Melhor, no outro dia um idoso perguntou se podia sentar-se à minha mesa durante o almoço e conversámos um bocadinho sobre o reumático, os familiares que não ligam e os bons tempos - o rol normal de temas que para mim foram naturais. Ao contrário das "velhas" na mesa ao lado que ficaram uma data de tempo a olhar para nós como se fossemos ET's. É que normalmente este senhor está a almoçar sozinho.

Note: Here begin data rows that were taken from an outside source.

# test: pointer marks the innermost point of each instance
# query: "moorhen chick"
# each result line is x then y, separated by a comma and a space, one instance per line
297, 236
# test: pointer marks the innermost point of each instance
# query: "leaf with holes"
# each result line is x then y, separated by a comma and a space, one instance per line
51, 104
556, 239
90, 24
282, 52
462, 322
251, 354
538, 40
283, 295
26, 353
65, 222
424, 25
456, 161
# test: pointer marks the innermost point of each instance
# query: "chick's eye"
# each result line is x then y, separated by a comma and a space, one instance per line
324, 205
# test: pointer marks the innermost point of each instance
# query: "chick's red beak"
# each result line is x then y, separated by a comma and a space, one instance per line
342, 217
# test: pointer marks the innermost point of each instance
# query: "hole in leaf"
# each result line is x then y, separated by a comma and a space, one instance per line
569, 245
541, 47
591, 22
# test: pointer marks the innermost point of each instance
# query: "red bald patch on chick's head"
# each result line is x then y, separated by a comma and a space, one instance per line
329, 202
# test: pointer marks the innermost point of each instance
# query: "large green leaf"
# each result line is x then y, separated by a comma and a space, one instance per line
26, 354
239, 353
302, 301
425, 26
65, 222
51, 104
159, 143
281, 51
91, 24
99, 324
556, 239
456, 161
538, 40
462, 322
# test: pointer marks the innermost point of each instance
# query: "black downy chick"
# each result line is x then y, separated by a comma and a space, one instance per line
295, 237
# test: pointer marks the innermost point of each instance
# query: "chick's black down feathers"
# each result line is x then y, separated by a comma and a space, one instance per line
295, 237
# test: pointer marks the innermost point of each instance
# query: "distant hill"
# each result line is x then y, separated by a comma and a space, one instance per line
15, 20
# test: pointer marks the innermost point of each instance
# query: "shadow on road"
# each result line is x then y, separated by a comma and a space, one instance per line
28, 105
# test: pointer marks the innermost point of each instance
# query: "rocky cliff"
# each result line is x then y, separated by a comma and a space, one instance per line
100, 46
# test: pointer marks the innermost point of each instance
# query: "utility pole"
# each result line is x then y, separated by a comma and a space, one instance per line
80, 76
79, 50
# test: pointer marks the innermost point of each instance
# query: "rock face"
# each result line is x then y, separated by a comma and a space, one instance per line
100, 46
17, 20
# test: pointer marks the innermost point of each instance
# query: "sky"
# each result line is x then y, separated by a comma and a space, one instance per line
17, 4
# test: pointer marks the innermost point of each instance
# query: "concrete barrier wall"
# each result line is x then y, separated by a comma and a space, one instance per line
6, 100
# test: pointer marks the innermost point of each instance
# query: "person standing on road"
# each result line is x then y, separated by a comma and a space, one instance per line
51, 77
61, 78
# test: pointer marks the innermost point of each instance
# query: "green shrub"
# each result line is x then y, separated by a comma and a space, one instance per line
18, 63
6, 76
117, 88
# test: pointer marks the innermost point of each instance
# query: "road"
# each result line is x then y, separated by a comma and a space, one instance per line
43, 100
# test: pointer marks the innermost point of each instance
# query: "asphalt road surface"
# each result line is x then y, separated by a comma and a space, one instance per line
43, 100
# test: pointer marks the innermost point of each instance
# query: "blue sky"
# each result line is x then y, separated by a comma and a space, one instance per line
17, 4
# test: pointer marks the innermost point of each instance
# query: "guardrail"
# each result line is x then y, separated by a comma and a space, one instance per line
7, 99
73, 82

É como ir a uma exposição do world press photo (ou quando se vê na televisão imagens de manifestantes a serem espancados, ou um filme sobre as condições de trabalho dos operários chineses, ou outro qualquer acontecimento rotineiro do género). Sofre-se, sofre-se muito. Por vezes a crueza e crueldade daquilo (do Mundo) é quase intolerável.
É tremendamente perturbador, sentimo-nos desprezíveis, no nosso conforto de classe média ocidental. Talvez uma vontade de fazer algo nos envolva, um apelo do exótico (partir e ir para África construir escolas, uau, isso é que era). Isso é que era.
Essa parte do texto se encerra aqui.